Regulations:
Where the real law hides
In many entries in this blog, we have made reference to the “regulations,” meaning the regulations to be enacted under Bill 106 (or, rather, under the Condominium Act, 1998, as amended by Bill 106, a.k.a. the Protecting Condominium Owners Act, 2015). What about these regulations? What are they, and what will they do?
“Regulations,” in the context of Ontario law, are a kind of legislation that is not made, debated and passed publicly in the legislature, but is created by committees of legislators and staff behind closed doors and a regulation comes into force simply on the date it is filed with the province's Registrar of Regulations (unless the regulation itself provides otherwise).
The right to make such regulations is always set out in a regularly enacted statute. The statute will delegate the authority – usually to a Minister or to the “Lieutenant Governor in Council” (essentially, the Cabinet) – to, by regulation, expand upon, clarify, modify, or provide procedures relating to certain sections of the statute.
What this allows is for legislation to be passed that sets out some broad-brush principles for whatever area of law the statute covers, without going into the specific details of how the principles enacted will be realized in practice. The regulations set out those details.
Bill 106 – the Protecting Condominium Owners Act, 2015 – is rife with references to “the regulations”. Numerous details about the changes being brought into play are, in fact, nowhere to be found in the Act itself, but are to be spelled out in regulations that have not yet been drafted.

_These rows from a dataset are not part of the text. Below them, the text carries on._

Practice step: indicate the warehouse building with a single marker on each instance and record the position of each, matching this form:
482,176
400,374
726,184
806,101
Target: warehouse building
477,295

It is for this reason that so much of what we and other commenters say about the changes to the Act is tentative or uncertain.
The following is a short-list of some of the things that the regulations to be made under Bill 106 can or will cover :
| Specification of material to be included with a notice of meeting to unit owners in a condominium corporation; |
...and this list doesn't include everything (nor does it include all the many issues that can already be dealt with by regulation under the Act currently).
Self-serving as it may be to say it, the fact that so many requirements and conditions pertaining to the creation and management of condominiums are to be included in the regulations rather than the Act, speaks to the importance of seeking legal counsel when undertaking any major endeavours and, indeed, even for much of the day-to-day management of the corporation.